Fig 6. Ca²⁺ and SlRbcs-3B inactivates JJW Complex.

(a) Ca²⁺ alter transcriptional repression of SlJAZ10-SlJAV1-SlWRKY51 and SlJAZ11-SlJAV1-SlWRKY51 complex on the SlAOC_Pro-LUC expression. Relative ratio of LUC/REN are means ± SEM (n≥6); *p < 0.01; Student’s t test. (b) Y2H assay shows that SlRbcs-3B interacts with SlJAZ10 and SlJAZ11. (c) Subcellular localization of SlRbcs-3B in the epidermal cells of N. benthamiana leaves. Bars = 40μm. (d) BiFC assay confirms the interactions among SlJAZ10, SlJAZ11, and SlRbcs-3B in N. benthamiana leaves. (e) The interaction of His-SlJAZ10 and His-SlJAZ11 with GST-SlRbcs-3B detected by the pull-down assay. GST-SlRbcs-3B was used as bait, and pull-down of His-SlJAZ10 and His-SlJAZ11 was detected by anti-His antibody. (f) SlRbcs-3B alters transcriptional repression of SlJAZ11-SlJAV1-SlWRKY51 complex on the SlAOC_Pro-LUC expression. Relative ratio of LUC/REN are means ± SEM (n≥6); *p < 0; Student’s t test. (g) qRT-PCR analysis of transcript levels of SlJAV1, SlWRKY51 and SlRbcs-3B in dark-treatment leaves of WT, sljaz10, SlJAZ10-OE, sljaz11 and SlJAZ11-OE plants. Data are means ± SEM (n≥3); *p < 0.01; Student’s t test. (h) SlRbcs-3B promotes maintenance the stabilization of SlJAZ11 proteins in vivo. Proteins were extracted form N. benthamiana leaves transiently expressing SlJAZ11-GFP or SlRbcs-3B-Flag alone.
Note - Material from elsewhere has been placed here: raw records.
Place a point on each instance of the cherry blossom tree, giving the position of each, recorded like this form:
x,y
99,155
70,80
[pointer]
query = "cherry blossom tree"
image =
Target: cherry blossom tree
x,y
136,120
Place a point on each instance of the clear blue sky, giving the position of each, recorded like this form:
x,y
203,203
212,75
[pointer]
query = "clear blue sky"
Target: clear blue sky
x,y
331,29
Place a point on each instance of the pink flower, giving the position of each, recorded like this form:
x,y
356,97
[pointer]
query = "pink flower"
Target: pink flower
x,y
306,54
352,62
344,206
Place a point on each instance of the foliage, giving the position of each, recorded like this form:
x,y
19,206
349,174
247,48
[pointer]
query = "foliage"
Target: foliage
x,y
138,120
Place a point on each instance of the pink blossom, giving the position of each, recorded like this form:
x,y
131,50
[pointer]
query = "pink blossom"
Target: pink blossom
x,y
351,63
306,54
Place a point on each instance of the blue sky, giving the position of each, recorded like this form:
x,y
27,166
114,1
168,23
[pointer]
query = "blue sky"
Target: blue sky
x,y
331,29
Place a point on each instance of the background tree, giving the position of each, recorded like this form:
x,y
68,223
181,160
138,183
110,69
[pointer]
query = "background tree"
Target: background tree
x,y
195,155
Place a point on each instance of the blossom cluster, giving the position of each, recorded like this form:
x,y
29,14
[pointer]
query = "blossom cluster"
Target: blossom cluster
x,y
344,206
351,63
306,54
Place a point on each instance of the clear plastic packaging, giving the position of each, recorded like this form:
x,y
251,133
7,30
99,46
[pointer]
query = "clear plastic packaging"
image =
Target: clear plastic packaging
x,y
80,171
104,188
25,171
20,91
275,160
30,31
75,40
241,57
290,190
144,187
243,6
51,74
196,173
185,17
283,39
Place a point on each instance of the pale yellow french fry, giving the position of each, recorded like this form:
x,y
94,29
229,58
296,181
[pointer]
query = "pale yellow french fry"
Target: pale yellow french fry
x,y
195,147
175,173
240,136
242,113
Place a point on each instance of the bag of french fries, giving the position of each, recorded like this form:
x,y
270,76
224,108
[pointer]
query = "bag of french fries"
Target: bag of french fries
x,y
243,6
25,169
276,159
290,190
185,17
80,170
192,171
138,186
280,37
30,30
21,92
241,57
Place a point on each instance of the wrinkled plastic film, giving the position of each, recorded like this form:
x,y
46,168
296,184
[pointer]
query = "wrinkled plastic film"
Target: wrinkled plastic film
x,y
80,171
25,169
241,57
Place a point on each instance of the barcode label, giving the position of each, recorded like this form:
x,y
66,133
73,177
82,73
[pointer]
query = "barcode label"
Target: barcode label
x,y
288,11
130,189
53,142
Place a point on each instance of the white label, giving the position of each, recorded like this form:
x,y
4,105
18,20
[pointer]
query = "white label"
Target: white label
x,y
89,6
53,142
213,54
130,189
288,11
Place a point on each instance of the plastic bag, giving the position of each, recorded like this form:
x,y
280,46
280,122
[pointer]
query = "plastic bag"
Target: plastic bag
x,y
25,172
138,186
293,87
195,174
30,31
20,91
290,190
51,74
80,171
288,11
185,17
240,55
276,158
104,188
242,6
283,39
Extracts containing SlRbcs-3B-Flag were incubated with SlJAZ11-GFP or GFP extracts for different times. Degradation of SlJAZ11-GFP was detected by anti-GFP antibody. An equal amount of SlRbcs-3B-Flag or Flag was detected by anti-Flag antibody. The equal amount of protein stained by CBB was used as a loading control. (i) A simplified model for injury-triggered JA biosynthesis in plant defense.